Australia’s reading fail
by Jordana Hunter
School reform is squarely on the national agenda as Australia’s education ministers negotiate a fix to persistent funding shortfalls for public schools. But extra funding won’t address our education woes unless governments set much higher expectations for results, and follow through on the school reforms needed to deliver them.
In no other area of education is this work more urgent than reading. Reading proficiency is a foundational skill that unlocks the broader curriculum and empowers young people to grasp opportunities for themselves and their communities.
But last year’s NAPLAN results show that one in three Australian primary and secondary students cannot read proficiently. Even in the ACT and Victoria – the most advantaged jurisdictions – about one in four students are falling short.
Poor readers at school tend to remain poor readers throughout their lives. This has far-reaching consequences.
New Grattan Institute research suggests that for those students who are hardest hit by poor reading performance and leave school early, the cumulative cost to Australia is about $40 billion over their lifetimes. Not only do students lose out on potential earnings – governments lose out on tax revenue, and spend more on welfare, justice and public health.
The consequences are not lost on the business community. Ninety-three per cent of employers say poor literacy and numeracy impedes their business, according to a 2013 Australian Industry Group survey. The Business Council of Australia has warned that Australia must not let educational gaps turn into an ‘unbridgeable divide’ as higher-order skills become essential for higher-paid jobs.
Reading failure is a preventable tragedy that Australia does not need to accept.
Australia needs a comprehensive reading strategy that ensures at least 90 per cent of young people achieve reading proficiency at school (acknowledging that there will always be a small proportion of students who are unable to learn to read well because of factors outside a school’s control).
On the road to 90 per cent, there should be an interim target of a 15-percentage point improvement over the next 10 years on current NAPLAN reading results. This is achievable. For example, it would require, on average, about six extra year 3 students per primary school to reach reading proficiency by 2033.
Many educators work in challenging circumstances. Meeting these targets won’t happen without reforms. But ministers must not let these headwinds deter them. In fact, tackling the reading challenge would go a long way to reducing pressures on schools, because teachers say the challenges of supporting struggling students are a key cause of excessive workloads.
Governments should help schools to embed best practice and support struggling students. Governments should give clearer advice to schools about the evidence-based teaching practices that work best, and require schools to move away from faddish approaches that don’t work.
Establishing a “structured literacy” approach that includes a systematic focus on phonics for decoding is essential in early primary school. But effective reading instruction doesn’t stop there. There must be increased focus on building deeper background knowledge and vocabulary throughout primary and secondary school, so that students can comprehend what they read – the ultimate goal of reading.
Tracking progress
Governments should also require all schools to track student progress using robust assessments at least twice a year in foundation to year 2, and again when students transition to year 7.
Boosting the professional expertise of teachers is critical.

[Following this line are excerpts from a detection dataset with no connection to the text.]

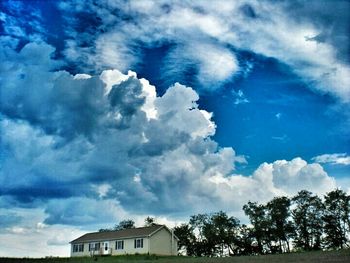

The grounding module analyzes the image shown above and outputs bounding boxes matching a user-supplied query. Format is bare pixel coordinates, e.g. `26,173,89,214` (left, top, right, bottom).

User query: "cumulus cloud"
311,153,350,165
52,0,350,99
207,158,336,210
0,43,335,225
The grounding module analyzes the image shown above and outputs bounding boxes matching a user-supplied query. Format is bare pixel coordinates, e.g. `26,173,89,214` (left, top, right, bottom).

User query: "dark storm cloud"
0,1,347,229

Governments should require at least 25 per cent of primary teachers’ professional development for accreditation purposes to be focused on evidence-based reading instruction.

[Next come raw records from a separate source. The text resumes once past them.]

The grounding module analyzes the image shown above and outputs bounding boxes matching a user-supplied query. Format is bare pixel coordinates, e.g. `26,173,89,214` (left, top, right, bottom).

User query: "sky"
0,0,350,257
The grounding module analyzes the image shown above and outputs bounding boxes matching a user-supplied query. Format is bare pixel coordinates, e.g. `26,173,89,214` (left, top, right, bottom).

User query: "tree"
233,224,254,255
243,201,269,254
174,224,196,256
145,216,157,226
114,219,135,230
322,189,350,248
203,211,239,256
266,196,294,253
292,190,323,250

Australia should also fund well-paid, expert literacy instructional specialists in every primary and secondary school, even if this means cutting back on other programs. These expert teachers should be responsible for overseeing the whole-school literacy program, designing catch-up support programs, and coaching teachers in the classroom.

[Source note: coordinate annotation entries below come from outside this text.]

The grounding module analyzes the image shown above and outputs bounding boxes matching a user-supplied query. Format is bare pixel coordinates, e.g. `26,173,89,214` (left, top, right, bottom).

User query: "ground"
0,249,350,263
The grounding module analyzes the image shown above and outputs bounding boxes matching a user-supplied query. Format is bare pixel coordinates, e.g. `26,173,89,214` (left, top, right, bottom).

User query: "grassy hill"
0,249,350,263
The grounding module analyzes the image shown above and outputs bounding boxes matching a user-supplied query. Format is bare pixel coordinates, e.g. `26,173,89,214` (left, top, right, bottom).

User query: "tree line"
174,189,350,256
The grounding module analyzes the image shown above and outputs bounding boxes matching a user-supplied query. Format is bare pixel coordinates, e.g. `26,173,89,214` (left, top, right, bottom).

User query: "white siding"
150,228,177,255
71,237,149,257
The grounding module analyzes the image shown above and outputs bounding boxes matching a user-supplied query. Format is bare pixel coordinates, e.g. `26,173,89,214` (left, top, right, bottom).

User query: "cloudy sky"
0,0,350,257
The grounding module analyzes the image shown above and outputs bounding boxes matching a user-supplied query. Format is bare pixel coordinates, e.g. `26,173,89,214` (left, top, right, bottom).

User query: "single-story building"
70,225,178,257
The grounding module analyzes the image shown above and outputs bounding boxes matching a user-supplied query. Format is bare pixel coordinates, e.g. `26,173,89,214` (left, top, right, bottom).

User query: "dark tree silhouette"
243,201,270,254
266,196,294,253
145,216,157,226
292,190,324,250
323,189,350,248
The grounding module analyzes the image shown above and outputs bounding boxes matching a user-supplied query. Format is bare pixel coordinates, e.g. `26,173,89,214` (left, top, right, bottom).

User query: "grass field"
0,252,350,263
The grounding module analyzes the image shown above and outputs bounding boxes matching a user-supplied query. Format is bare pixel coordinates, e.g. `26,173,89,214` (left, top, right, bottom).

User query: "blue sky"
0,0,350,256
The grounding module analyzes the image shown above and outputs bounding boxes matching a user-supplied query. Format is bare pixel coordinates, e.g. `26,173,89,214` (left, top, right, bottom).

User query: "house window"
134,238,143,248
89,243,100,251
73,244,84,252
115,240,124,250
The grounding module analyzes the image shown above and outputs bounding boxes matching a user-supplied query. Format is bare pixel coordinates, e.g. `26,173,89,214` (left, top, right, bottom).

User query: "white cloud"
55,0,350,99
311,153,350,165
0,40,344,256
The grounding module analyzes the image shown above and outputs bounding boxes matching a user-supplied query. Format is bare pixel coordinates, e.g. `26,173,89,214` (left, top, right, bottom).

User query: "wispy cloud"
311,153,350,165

A nationally consistent year 1 phonics screening check should be mandated for all schools, irrespective of sector, with aggregate results published annually. It is simply too late to wait for year 3 NAPLAN results to get a clear sense of how our youngest students are tracking towards reading mastery.
With the potential for new funding on the table through negotiations on the next National School Reform Agreement, there is a once-in-a-generation opportunity to invest in the reforms needed for a better and fairer school system. Governments across the country should seize this opportunity.